I have a practice of picking up new books and judging them by the first and last lines. It’s not always reliable but when the first line draws me in, I often want to read the rest of the book and I’m often rewarded with a good read. Alderman starts The Future with: “On the day the world ended, Lenk Sketlish—CEO and founder of the Fantail social network—sat at dawn beneath the redwoods in a designated location of natural beauty and attempted to inhale from his navel.” Lenk is one of three tech titans—some of the richest, most powerful people in the world—at the locus of Alderman’s complex plot. Lenk rages silently at a meditation teacher as she tells him: “Remember that we are only ever anxious about things that might happen in the future. But the future is not here. The future is imaginary and all its promises and fears are imagined.” For Lenk, the future is all-important. A tech visionary, he has made his billions through a seeming ability to predict and manipulate the future. His colleagues and competitors for the title of “most powerful tech person” are Zimri Nommik who runs the shipping, logistics, and purchasing giant, Anvil, and Ellen Bywater who specializes in taking over tech companies and is currently running a ubiquitous computer company Medlar Technologies. These are people who are both brilliant and completely amoral, so self-focused as to want to control the weather and build themselves luxury bunkers and early warning systems to survive the coming apocalypse. That it’s an apocalypse that they have abetted and encouraged seems part of the plan.
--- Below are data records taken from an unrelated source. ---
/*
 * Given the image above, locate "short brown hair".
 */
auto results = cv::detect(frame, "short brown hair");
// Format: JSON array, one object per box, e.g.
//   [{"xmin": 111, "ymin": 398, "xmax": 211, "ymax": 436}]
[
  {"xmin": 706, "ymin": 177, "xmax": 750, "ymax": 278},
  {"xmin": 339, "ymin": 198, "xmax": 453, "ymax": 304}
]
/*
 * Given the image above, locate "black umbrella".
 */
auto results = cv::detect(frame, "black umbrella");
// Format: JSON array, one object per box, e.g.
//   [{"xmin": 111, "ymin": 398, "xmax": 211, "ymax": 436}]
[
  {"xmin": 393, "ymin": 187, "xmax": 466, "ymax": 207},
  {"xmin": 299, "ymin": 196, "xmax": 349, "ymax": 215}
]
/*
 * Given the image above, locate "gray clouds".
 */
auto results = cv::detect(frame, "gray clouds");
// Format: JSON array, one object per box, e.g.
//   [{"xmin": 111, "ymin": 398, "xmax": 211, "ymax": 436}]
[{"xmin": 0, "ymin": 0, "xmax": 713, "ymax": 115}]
Counterpoint to these three tech giants are four characters who form a sort of allegiance to try to save the world. Lai Zhen is a thirty-something woman who makes a living creating survivalist videos. With online followers in the millions, she is uniquely positioned to provide a compelling and fascinating throughline as she survives in a rapidly disintegrating world. Because Lai Zhen survived the “Fall of Hong Kong” and spent part of her childhood in the terrible oppression of a refugee camp, she’s developed survival skills that inform her worldview and give her a resilience that serves her well through whatever the world throws at her. She is also one of the most human characters in the novel and we can’t help but root for her. Martha Einkorn is a woman with direct access to power. As a teen, she ran away from her father Enoch’s apocalypse cult and worked her way up to become Lenk’s trusted and powerful personal assistant. Selah Nommik is the “trophy wife” of Zimri Nommik and also a brilliant coder and environmentalist. Badger Bywater is the nonbinary and youngest child of Ellen Bywater with a social media presence focused on direct critique of their mother’s company.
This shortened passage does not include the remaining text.